My initial goal was to determine the amount of variation in pitching stats in a short season. What I found was a stipulation filled mess. It should have been simple. Just take the first two months and compare how the pitchers performed to a full season. The short answer is that they did great because they pitched in cooler weather and were 100% healthy. Instead, should the results from August and Septemeber be used, by that point in the season, many had broken down and the breakouts (e.g. Lucas Giolito) emerged. There is no perfect way to answer my original idea, so I’ll try to provide several possible answers.
To limit the focus, I’m going to implement the following guidelines. It’s a lot and when I was setting them, I was questioning any possible findings. By changing any one of them, the process to find the results and the actual final results differ.

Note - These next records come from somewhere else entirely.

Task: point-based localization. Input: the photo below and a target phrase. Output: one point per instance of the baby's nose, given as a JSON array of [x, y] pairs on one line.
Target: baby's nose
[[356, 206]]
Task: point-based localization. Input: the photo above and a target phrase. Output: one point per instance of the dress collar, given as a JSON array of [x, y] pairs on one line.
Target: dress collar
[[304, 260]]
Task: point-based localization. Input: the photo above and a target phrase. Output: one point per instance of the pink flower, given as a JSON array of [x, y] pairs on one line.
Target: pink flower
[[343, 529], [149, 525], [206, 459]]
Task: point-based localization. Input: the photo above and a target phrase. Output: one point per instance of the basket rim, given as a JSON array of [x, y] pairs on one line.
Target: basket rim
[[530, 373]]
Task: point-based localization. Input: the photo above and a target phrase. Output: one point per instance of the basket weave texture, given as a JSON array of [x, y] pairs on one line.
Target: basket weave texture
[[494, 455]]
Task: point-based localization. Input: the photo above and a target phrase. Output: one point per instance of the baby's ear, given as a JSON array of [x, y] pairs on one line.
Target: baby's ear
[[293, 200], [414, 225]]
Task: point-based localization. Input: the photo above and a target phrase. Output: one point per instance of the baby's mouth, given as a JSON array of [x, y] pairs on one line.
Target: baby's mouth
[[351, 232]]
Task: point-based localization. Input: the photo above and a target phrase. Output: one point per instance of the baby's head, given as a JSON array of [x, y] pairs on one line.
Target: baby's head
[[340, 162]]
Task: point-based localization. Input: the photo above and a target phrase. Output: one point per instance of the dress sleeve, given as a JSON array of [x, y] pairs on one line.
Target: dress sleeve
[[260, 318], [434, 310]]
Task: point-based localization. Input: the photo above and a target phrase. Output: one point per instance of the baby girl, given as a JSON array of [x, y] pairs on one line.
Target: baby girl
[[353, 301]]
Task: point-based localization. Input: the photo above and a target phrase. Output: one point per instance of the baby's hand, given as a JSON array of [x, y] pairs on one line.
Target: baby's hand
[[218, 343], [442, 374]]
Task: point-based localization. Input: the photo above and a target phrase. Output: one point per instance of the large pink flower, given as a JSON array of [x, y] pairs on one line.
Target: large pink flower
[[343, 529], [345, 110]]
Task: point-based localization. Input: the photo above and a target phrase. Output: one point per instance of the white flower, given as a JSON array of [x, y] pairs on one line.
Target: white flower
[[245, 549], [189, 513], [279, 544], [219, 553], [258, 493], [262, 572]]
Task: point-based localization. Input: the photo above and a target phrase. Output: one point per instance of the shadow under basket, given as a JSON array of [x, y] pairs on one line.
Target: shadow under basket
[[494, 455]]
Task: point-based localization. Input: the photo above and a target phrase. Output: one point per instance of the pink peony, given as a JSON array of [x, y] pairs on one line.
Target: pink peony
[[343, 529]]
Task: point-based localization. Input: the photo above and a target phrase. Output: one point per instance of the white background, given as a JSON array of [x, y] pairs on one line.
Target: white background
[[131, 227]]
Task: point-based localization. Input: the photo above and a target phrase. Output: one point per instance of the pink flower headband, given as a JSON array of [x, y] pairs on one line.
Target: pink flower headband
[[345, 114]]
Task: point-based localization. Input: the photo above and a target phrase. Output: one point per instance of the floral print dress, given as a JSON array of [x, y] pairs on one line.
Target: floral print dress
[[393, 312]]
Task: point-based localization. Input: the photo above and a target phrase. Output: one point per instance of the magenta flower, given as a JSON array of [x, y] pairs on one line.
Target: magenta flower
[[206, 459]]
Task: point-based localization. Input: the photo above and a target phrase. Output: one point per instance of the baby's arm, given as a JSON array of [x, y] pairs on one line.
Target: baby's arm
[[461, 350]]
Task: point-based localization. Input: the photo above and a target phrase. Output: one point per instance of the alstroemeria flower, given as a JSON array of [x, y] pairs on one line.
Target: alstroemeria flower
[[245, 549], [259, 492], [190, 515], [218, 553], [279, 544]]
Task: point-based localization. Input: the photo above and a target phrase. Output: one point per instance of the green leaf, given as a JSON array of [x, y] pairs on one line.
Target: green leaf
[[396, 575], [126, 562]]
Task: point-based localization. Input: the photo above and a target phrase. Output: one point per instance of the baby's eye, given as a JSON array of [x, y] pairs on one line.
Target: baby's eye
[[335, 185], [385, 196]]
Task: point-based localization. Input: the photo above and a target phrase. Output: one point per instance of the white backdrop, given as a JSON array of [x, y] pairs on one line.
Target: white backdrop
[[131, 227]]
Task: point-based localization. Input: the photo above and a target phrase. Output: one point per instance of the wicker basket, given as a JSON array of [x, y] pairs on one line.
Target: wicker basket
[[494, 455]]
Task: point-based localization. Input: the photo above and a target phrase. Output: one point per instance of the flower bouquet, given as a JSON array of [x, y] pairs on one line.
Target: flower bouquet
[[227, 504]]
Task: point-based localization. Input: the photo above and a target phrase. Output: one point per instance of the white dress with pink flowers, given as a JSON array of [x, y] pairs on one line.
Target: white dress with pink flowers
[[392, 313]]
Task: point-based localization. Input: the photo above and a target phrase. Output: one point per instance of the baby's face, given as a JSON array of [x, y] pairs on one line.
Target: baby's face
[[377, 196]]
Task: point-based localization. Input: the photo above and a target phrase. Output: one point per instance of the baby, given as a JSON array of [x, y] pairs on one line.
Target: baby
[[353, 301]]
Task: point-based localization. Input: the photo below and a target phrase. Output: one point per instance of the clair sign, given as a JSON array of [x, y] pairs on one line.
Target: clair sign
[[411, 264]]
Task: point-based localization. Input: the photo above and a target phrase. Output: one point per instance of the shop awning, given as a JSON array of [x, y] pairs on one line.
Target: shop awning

- Assumed a 12-team league and used SGP (Standing Gain Points) equation from The Process.
- I used historic Steamer projections to set the preseason valuation.
- I only examined WHIP and ERA. Most of the hot takes I’ve heard involve not wanting to deal with the possible variation in these rate stats.
- Ignored closers. They are their own beast.
- Focused on the 7 starters for 12 teams.
- Used April to May data and then August to September. Both aren’t ideal but the differences can then be analyzed.
- Anyone who didn’t pitch during the two-month time frame got zeros across the board.
- I just did 2019 and kept the mess to one season.